1/1/13 Update: Happy New Year!

Best wishes to all of our friends for a happy, healthy, and prosperous 2013. We would especially like to thank Winona LaDuke's Honor the Earth foundation, who last week awarded us a $4,000 "Building Resilience" grant, and the church of St. Martin-in-the-Fields in Philadelphia for donating half of their Christmas Day offertory collection to our program! Wophila yelo!

12/10 Update: Up and Running!

We have been going for a few weeks now, and are off to a good start! You can see photos of the program and our awesome kids, as well as get more frequent updates on our FB page:

Update: Childcare to begin in early November!

Our online fundraising campaign was successful enough that we have the means to get our venture underway. We are currently in the process of enrolling our first cohort of children for the program, and looking for a second full-time fluent caregiver. Check back for more updates!

Also, as the funds we have raised are the bare minimum needed to sustain us for the first six months, we could still very much use DONATIONS to help keep our endeavor running in the long term. If you are interested in contributing, click HERE. Thank you!!

A Language on the Brink

  • There are currently fewer than 5,000 Lakota speakers in existence, representing less than 12% of the Lakota population of North and South Dakota.
  • The average age of a Lakota speaker is 68 years old - significantly older than the average reservation life expectancy.
  • There are almost no fluent speakers of the language below the age of forty.

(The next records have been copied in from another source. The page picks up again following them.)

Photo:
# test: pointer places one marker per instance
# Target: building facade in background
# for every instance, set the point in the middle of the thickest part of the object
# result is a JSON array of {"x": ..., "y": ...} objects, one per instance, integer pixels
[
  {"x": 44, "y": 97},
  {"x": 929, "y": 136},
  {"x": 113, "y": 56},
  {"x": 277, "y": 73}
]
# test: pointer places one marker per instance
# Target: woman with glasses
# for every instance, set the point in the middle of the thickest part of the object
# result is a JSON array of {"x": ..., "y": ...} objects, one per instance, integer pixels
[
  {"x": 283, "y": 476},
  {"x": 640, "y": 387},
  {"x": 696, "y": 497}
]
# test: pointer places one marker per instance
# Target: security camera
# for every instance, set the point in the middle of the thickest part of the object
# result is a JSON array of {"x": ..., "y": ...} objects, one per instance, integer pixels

Language Immersion Success

Language immersion has become the watchword among those who are working towards language revitalization. And indeed, immersion programs have had impressive degrees of success among indigenous languages in areas such as Hawaii, New Zealand, Minnesota and among the Piegan (Blackfeet) of Montana. These efforts are well documented in print and audiovisual materials. Unfortunately, Lakota Country has yet to produce a truly successful language immersion program, although many attempts have been launched. We believe that we have the knowledge and skills to succeed in this area and eventually become a model program for other such local endeavors.